The July 18 Monterey Herald (CA) reports on a study of Pacific coastal erosion:

The storms that battered the West Coast during the winter of 2009-10 eroded record chunks of shoreline, and more will likely disappear as the changing climate brings more such powerful storm seasons, scientists warn in a new study.

Pacific waves were 20 percent stronger on average than any year since 1997 and higher-than-usual sea levels drove them further inland, tearing away on average one-third m ore land in California.

The state’s beaches were “eroded to often unprecedented levels,” said Patrick Barnard, a coastal geologist with the U.S. Geological Survey who led the research.

“It’s the kind of winter we may experience more frequently” as global temperatures rise, he said.

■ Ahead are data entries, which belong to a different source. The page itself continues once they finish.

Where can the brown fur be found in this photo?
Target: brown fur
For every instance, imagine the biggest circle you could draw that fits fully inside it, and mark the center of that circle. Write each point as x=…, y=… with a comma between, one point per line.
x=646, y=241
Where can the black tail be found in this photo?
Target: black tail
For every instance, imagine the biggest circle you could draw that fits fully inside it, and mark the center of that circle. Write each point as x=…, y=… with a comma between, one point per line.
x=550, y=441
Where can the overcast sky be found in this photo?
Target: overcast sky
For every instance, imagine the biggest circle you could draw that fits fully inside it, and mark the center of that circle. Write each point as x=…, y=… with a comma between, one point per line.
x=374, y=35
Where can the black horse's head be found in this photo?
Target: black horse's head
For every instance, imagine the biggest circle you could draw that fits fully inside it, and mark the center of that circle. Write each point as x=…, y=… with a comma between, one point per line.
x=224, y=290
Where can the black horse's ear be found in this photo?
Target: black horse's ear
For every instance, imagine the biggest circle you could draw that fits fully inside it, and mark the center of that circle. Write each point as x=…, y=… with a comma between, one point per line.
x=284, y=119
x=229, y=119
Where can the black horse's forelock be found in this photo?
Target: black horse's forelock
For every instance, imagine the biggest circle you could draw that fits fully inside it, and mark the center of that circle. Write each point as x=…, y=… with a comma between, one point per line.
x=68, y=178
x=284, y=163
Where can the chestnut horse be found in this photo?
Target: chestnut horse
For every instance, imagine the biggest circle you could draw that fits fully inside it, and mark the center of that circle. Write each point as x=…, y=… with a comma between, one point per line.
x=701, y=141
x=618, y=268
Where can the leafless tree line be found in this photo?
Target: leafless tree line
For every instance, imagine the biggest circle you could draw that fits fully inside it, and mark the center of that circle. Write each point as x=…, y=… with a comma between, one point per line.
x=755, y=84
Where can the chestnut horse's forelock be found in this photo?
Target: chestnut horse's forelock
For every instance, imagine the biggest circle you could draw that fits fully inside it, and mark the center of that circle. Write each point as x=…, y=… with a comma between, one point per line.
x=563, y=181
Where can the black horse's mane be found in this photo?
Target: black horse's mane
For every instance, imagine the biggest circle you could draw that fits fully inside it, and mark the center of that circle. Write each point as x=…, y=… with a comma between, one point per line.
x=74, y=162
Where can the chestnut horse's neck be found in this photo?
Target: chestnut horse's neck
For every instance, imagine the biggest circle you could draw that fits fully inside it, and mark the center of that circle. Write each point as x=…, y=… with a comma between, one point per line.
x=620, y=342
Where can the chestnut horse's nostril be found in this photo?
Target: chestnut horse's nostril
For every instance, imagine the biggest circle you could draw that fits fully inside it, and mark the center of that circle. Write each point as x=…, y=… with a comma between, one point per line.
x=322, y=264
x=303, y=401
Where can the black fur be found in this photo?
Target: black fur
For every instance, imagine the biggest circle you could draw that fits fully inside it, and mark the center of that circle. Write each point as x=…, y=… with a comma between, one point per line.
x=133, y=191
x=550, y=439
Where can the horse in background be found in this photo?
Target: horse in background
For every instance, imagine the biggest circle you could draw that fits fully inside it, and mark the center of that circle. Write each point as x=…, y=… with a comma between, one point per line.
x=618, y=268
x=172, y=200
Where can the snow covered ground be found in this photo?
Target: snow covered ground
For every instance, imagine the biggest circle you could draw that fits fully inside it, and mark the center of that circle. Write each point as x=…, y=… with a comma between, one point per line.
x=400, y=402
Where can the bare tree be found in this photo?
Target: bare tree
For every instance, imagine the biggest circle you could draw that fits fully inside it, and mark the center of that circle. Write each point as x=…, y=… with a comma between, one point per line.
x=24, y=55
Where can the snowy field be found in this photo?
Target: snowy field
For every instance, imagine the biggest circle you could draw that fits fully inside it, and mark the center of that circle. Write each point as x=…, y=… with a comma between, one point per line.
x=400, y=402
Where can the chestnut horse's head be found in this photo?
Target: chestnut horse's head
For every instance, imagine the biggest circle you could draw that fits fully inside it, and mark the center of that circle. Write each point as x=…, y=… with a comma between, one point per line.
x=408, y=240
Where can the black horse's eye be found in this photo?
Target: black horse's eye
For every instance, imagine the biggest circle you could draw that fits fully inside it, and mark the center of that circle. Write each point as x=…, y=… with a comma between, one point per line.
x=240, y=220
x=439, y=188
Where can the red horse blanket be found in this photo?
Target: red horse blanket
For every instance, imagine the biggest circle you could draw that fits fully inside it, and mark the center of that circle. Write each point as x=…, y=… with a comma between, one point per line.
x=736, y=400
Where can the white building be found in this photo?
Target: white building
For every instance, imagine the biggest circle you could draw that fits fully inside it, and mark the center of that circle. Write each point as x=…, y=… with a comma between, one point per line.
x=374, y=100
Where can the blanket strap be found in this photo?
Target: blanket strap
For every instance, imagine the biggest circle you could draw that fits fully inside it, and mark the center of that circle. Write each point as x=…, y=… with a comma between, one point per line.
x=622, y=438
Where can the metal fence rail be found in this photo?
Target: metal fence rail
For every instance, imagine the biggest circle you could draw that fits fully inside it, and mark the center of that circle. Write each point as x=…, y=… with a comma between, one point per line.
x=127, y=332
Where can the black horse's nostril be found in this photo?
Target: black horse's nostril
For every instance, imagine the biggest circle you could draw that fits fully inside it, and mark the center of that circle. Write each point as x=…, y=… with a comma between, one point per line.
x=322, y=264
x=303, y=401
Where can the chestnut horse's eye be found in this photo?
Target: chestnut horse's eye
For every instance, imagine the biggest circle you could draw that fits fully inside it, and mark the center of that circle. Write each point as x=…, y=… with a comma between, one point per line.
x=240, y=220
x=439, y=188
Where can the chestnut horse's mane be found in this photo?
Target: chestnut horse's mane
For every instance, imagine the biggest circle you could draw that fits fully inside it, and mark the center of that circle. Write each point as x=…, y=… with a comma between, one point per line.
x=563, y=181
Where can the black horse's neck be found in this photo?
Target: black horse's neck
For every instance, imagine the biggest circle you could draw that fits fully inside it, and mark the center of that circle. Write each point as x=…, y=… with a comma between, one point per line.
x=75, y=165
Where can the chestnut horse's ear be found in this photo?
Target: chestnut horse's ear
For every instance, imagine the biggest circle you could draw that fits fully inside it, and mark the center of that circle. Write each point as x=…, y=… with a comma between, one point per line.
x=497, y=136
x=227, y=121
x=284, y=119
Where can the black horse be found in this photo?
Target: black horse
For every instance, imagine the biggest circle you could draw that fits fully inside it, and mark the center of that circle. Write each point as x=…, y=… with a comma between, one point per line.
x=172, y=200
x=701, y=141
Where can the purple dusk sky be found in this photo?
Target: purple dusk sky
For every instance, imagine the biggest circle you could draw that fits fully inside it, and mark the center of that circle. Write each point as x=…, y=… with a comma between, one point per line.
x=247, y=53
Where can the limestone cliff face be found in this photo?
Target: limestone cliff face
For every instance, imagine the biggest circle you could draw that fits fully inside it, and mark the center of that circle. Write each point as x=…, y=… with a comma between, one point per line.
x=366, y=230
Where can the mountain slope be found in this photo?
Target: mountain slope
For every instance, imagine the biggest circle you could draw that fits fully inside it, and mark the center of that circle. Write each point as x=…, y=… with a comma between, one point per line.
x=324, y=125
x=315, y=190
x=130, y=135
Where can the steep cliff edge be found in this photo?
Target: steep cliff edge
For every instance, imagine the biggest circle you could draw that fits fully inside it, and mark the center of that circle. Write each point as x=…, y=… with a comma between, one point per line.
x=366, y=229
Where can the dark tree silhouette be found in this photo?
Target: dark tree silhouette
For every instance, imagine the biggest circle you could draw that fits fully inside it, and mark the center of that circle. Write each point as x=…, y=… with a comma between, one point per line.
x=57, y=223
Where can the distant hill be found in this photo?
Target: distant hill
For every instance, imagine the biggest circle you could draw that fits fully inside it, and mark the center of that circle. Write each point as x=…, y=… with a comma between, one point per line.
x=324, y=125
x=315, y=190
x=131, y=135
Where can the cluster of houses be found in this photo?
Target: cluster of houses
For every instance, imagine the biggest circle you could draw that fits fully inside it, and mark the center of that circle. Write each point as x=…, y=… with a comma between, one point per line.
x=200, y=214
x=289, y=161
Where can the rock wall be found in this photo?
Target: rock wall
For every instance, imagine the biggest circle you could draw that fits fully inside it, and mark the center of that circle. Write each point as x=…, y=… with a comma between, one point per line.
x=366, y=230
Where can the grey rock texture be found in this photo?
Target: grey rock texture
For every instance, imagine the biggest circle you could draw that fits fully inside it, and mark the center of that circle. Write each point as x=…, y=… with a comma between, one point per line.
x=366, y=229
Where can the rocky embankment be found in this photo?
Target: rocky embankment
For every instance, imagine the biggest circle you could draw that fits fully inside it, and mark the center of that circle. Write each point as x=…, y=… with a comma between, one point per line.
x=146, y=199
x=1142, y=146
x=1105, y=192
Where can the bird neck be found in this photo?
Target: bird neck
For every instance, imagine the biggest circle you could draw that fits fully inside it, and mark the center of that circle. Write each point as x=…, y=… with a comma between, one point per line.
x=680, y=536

Nowhere along the West Coast was erosion more pronounced than at Ocean Beach in San Francisco. That winter, the Pacific encroached 184 feet inland, 75 percent more than in a typical season.

Maybe scientists should hold up a big flag when they have something important to say? Sent July 18:

When the U.S. Geological Survey’s Patrick Barnard says, “there’s no indication (of) a light at the end of the tunnel anytime soon, given the current trends that we’re observing,” he’s using language designed for careful and accurate communication. But anyone who understands “science-speak” will recognize the signs: Dr. Barnard is extremely alarmed. While his team’s research on the Pacific coastline’s future in a post-global-warming world has scary enough implications for communities on the ocean’s edge, when you consider that countless regional environments and ecosystems around the planet face similar disturbances, these are frightening findings indeed. Take the changes faced by Ocean Beach and multiply them a hundred thousand times, and you can begin to imagine the disruptions the coming climate chaos will bring. In their precise and unemotional way, the scientists are shouting out a warning: we must act now if we are to mitigate the storms of the coming centuries.